The Consequences of Innovation: 21st Century Poetics
Edited by Craig Dworkin
Roof Books, 2008 

Craig Dworkin has gathered together a group of essays that constitutes the most interesting, provocative experimental poetics of the present. With essays by Dworkin, Steve Evans, Charles Bernstein, Sianne Ngai, Kenny Goldsmith, Caroline Bergvall, Brian Kim Stefans, Marjorie Perloff, and others. The Consequences of Innovation itself addresses a key concern raised in the introduction: “those concerned with the challenging difficulty of some poetry might make it more accessible not by changing the poetry itself, but rather by changing the education of its potential readership and honing the critical discourse about poetry.” This book becomes an engaging reply to the dumbing down approach (under the guise of “accessibility” or “democracy”) that poets and public figures such Dana Gioia and Billy Collins advocate. Dworkin cites Geoffrey Hill: “that which is difficult/ preserves democracy; you pay respect/ to the intelligence of the citizen.” Offering insights from the world of marketing and market theory, Dworkin cites Chris Anderson’s observation that “many of our assumptions about popular taste are actually artifacts of poor supply-and-demand matching—a market response to inefficient distrubtion.” Check out this book to learn more about creep poetics, flarf, uncreative writing, and other new modes of writing, all of which suggest, as Charles Bernstein notes, that “we have to constantly reinvent our forms and vocabularies so that we don’t lose touch with ourselves and the world we live in.”


Leonard Schwartz
A Message Back and Other Furors

Chax Press, 2008 

An apocalyptic symphony where hysteria or the bad joke lurks beneath each word and each phrase, Leonard Schwartz’s new book shows us a world “after the individual had become a joke, after jokes became the innermost substance of persons” and where “a giggling fit shows literary brilliance.” What is not funny is the world of deliberate warfare and ongoing killings, toward which one might muster “a giggling fit in noncomplicity with homegrown aggression.” Throughout Schwartz’s book, we run up on variations of the core-phrase “human remains remain human,” and such phrases become a kind of recurring melody, with variation, through a book rich in the politics of contradiction and multidiction. It’s a Sartrean world of no exit, where “Yes, this culture gives me its claw/ to claw it to pieces/ but I’m so implicated in the culture/ my least feint makes me afraid.” Our culturally privileged position can be summed up: “never are we less free/ than as these occupiers.” It is a world of perpetual undoing and derealization, where “The first tablet says the world is a word.
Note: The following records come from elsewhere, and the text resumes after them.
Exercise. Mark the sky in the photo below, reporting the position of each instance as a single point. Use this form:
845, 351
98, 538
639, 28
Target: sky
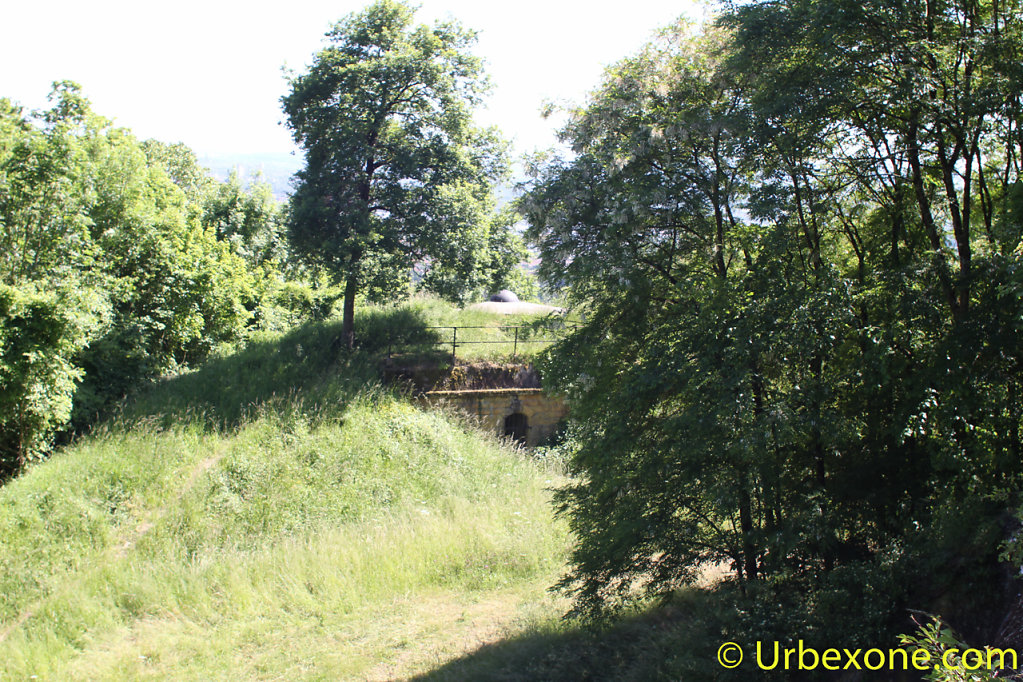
210, 74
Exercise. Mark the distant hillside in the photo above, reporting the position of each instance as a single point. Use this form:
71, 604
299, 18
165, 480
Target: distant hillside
276, 168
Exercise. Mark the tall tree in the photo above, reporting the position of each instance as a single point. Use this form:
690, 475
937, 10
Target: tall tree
392, 156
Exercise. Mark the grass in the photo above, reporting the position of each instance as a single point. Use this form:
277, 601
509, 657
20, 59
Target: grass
277, 514
259, 517
482, 335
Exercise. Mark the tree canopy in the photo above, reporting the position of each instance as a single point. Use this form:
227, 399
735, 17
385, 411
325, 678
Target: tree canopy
396, 173
797, 239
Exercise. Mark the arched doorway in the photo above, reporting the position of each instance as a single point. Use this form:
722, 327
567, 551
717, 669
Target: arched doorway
516, 426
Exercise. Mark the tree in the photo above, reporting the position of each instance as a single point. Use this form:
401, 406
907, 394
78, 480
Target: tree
797, 240
394, 167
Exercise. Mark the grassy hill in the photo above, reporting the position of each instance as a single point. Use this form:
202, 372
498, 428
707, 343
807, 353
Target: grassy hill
273, 514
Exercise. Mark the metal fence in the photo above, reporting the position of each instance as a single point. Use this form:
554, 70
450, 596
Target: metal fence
520, 335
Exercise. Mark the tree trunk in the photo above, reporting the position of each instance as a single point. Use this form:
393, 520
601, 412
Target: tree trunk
348, 319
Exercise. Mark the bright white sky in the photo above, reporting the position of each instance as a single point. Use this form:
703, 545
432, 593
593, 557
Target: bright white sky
208, 73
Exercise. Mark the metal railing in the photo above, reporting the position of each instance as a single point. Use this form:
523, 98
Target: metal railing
521, 335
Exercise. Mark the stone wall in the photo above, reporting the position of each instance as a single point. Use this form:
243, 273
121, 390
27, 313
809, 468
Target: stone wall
492, 407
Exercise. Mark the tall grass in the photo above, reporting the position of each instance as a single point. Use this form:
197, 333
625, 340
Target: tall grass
250, 518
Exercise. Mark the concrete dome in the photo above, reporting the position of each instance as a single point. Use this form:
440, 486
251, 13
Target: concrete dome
504, 297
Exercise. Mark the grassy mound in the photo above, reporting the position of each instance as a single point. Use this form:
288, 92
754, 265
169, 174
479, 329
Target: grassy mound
267, 516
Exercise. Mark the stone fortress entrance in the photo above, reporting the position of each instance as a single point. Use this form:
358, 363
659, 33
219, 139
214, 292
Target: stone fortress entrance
529, 416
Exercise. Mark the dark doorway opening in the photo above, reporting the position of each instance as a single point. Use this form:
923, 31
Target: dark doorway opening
516, 426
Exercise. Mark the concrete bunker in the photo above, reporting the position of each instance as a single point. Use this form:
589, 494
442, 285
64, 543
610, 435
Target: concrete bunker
517, 426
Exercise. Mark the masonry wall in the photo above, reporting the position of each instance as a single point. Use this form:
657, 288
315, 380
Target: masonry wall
491, 407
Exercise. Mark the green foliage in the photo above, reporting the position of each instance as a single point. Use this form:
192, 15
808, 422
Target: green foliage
171, 261
330, 502
40, 335
396, 175
802, 309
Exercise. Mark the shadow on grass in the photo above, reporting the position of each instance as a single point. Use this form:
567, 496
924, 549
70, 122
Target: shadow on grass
306, 369
673, 642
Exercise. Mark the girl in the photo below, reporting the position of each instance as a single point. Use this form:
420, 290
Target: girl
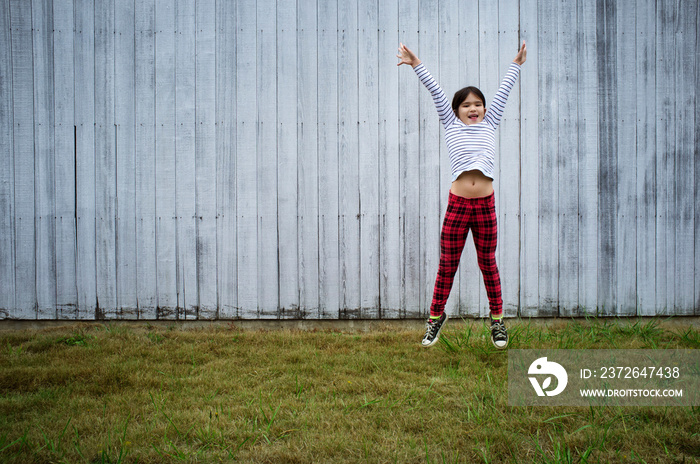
470, 135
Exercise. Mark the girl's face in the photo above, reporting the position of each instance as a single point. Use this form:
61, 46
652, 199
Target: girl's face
471, 110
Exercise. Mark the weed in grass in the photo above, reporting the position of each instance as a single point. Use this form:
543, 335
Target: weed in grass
78, 339
154, 395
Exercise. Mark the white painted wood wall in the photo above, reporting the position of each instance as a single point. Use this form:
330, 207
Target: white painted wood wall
268, 159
The second tablet has a hole punched through the middle and leads outside.” Perhaps “Bewilderment/ Is the only ark,” or perhaps all that is to be done is to think “as if it was you was who was writing into this spiral void.” Schwartz’s book is a powerful, engaging, unexpectedly musical voyage in the changing keys of diction and contradiction, for now, our home.

Hank Lazer
Tuscaloosa
, Alabama

January 2009

 

 

 

 

Ekleksographia #1

January  2009

Reviews

Hank Lazer

Hank Lazer has published 14 books of poetry, including The New Spirit (Singing Horse, 2005), Elegies & Vacations (Salt, 2004), and Days (Lavender Ink, 2002).  Lyric & Spirit: Selected Essays 1996–2008 appeared in 2008 from Omnidawn.  The poems in Ekleksographia are from Lazer's forthcoming collection of poems, Portions, which will be published by Lavender Ink this spring

In addition to his poetry, Lazer is a noted critic of modern and contemporary poetry. In 1996, Northwestern University Press published Opposing Poetries, a two volume collection (Volume 1: Issues and Institutions and Volume 2: Readings) of Lazer’s essays on contemporary poetry. For over a decade, his essays on innovative poetry, new modes of lyricism, and representations of spiritual experience have appeared in a variety of journals, including Facture, The Boston Review, Jacket, American Poetry Review and Talisman.

In 1997, Hank Lazer and Charles Bernstein (co-editors) began the Modern and Contemporary Poetics series for the University of Alabama Press. To date, they have published thirty-two books in the series.